The airing was clearly biased against motor carriers, portraying a few bad actors as the industry norm, and failed to provide a balanced and thoughtful analysis of serious issues. It was presumptive and deliberate. Simply put, it was bad reporting. Still, there are some takeaways.

Dispatch should always act professional and take issues of alleged driver fatigue seriously. The “Last Week” episode shows a truck driver calling his company and stating that “he doesn’t feel safe and is starting to fall asleep out here.” In response to the driver’s statement, dispatch tells him “to grab a coffee, cause we don’t have a choice on this.” The driver states he already had coffee and still feels tired. Dispatch tells him “to go walk around the truck, it’s 10 degrees outside … that will wake you up.” The driver responds that he “is not safe to drive.” At this point dispatch states, “here’s the deal, we don’t have a choice on this. That’s not how it works at [name of motor carrier]. I don’t need that dramatic bullshit this morning.”

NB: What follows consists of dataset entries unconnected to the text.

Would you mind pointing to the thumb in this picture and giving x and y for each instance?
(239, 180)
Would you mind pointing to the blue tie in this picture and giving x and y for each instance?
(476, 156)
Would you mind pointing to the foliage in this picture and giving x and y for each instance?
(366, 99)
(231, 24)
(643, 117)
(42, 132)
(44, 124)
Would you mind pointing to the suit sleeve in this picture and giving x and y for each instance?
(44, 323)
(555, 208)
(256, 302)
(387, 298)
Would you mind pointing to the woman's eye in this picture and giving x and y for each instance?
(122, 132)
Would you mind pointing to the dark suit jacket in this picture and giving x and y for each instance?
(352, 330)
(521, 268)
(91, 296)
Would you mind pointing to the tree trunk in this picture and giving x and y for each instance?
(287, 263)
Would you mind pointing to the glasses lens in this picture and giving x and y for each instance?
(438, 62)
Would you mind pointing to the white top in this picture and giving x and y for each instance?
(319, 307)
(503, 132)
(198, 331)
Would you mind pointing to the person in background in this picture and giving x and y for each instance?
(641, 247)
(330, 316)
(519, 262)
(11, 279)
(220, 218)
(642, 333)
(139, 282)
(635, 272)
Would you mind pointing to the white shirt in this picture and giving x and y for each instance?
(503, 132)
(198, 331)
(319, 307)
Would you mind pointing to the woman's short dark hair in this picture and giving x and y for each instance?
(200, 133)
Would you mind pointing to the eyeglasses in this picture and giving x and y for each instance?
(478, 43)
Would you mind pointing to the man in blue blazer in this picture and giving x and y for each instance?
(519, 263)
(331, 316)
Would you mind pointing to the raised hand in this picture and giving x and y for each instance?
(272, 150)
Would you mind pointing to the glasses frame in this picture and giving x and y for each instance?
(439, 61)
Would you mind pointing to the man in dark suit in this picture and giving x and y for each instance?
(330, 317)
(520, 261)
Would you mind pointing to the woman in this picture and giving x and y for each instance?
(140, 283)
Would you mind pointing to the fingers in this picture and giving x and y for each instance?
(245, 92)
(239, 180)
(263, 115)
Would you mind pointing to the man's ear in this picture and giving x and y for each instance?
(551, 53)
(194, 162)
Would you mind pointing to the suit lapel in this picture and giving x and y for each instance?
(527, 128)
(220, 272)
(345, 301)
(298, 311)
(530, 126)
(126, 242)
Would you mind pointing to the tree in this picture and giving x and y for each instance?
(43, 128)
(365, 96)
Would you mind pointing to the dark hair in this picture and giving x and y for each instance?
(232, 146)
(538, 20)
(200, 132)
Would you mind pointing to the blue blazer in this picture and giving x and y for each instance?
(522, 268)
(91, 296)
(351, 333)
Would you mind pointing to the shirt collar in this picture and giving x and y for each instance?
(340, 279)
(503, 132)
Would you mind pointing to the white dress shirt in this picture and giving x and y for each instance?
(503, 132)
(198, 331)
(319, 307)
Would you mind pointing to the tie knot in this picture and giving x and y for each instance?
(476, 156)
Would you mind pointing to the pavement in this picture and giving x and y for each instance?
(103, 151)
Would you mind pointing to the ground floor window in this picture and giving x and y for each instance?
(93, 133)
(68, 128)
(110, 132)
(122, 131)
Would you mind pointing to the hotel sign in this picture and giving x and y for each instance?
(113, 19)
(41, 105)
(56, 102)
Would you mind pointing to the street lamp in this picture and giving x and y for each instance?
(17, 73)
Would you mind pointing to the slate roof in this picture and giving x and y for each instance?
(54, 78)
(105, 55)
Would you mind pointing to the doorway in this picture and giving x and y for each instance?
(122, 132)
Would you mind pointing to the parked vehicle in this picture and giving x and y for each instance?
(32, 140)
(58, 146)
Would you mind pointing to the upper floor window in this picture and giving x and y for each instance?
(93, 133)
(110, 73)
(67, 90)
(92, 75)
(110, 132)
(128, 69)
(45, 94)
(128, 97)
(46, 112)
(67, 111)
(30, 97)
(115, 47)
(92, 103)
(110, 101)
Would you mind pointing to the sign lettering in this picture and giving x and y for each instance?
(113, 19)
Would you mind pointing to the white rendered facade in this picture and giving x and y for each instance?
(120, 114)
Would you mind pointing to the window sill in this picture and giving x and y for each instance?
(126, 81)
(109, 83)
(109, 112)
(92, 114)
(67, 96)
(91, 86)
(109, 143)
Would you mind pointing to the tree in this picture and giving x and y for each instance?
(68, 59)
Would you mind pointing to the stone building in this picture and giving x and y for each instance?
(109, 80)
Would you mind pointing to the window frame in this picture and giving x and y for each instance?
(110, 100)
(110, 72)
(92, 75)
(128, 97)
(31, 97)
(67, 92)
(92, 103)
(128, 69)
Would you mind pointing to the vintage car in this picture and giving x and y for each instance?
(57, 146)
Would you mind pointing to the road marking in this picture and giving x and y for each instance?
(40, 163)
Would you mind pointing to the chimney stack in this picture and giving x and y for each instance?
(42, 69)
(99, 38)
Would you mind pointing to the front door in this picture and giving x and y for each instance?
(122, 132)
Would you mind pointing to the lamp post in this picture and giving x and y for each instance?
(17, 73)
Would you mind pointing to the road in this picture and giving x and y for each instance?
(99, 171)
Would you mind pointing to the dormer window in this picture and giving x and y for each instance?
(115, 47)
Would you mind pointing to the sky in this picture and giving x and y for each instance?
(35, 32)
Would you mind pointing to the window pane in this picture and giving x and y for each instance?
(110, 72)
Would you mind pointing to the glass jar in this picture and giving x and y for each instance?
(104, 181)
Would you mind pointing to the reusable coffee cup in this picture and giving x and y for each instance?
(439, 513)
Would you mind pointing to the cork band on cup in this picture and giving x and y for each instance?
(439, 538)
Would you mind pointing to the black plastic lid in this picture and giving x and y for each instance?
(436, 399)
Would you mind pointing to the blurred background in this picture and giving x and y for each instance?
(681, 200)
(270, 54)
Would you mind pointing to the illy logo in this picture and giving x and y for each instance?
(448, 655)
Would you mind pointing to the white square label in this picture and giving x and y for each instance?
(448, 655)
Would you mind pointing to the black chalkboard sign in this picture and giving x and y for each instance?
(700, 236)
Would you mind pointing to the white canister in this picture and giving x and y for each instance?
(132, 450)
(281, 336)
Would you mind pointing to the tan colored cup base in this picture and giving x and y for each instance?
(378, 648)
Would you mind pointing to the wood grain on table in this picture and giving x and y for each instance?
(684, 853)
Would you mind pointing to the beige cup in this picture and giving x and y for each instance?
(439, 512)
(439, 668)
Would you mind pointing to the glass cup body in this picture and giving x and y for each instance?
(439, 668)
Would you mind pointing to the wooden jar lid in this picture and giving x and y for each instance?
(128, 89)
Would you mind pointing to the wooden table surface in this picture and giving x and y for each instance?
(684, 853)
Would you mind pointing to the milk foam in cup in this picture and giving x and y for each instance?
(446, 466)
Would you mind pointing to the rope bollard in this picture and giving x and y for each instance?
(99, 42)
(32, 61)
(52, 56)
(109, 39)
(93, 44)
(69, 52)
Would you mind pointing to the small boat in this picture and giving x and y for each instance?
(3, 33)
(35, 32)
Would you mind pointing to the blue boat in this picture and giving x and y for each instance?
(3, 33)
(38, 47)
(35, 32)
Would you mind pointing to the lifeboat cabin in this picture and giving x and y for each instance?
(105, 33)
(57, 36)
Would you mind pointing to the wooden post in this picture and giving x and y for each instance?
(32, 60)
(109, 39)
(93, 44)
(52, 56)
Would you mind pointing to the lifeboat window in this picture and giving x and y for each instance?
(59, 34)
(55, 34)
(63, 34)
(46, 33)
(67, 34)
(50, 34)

In today’s social media world, dispatch should always assume every call may be recorded. A response such as the one shown on “Last Week” would certainly open the door for a punitive damages claim if that driver were to have been involved in a collision after this recorded call.

Another point to be taken from the episode is that lease-purchase agreements should be drafted by experienced counsel. As the episode details, the Department of Transportation and Department of Labor are examining lease-purchase agreements due to allegations that motor carriers are using the agreements to prey upon drivers and making it nearly impossible for the driver to satisfy the terms of the agreement. The Federal Motor Carrier Safety Administration is putting together the Truck Leasing Task Force, which will evaluate the impacts of commercial motor vehicle lease-purchase agreements on truck drivers and the trucking industry. Transportation Secretary Pete Buttigieg recently stated, “America’s truck drivers need and deserve fair leasing agreements, and this work will help ensure that leasing is above board.”

C.R. England paid a $37.8 million settlement in 2019 to resolve a class action suit brought by drivers who alleged the lease-purchase agreements saddled the drivers with high-interest loans that made it next to impossible to satisfy the agreement. Another large motor carrier is currently in the midst of a similar class action suit in the Northern District of Oklahoma based on allegations that the lease-purchase program offered to drivers failed to disclose material economic facts, which resulted in drivers being subject to gas and maintenance costs, computers, variable mileage payments, and other expenditures in addition to the truck rental payments. After all costs were calculated, the motor carrier’s drivers’ were allegedly often left with no compensation or sometimes actually owing the company money despite working consistent hours.

Class action suits revolving around lease-purchase agreements will likely become more prevalent; thus, the outcome of such cases must be monitored closely. Lewis Brisbois will continue to monitor the legislation and regulations that arise from the Truck Leasing Task Force.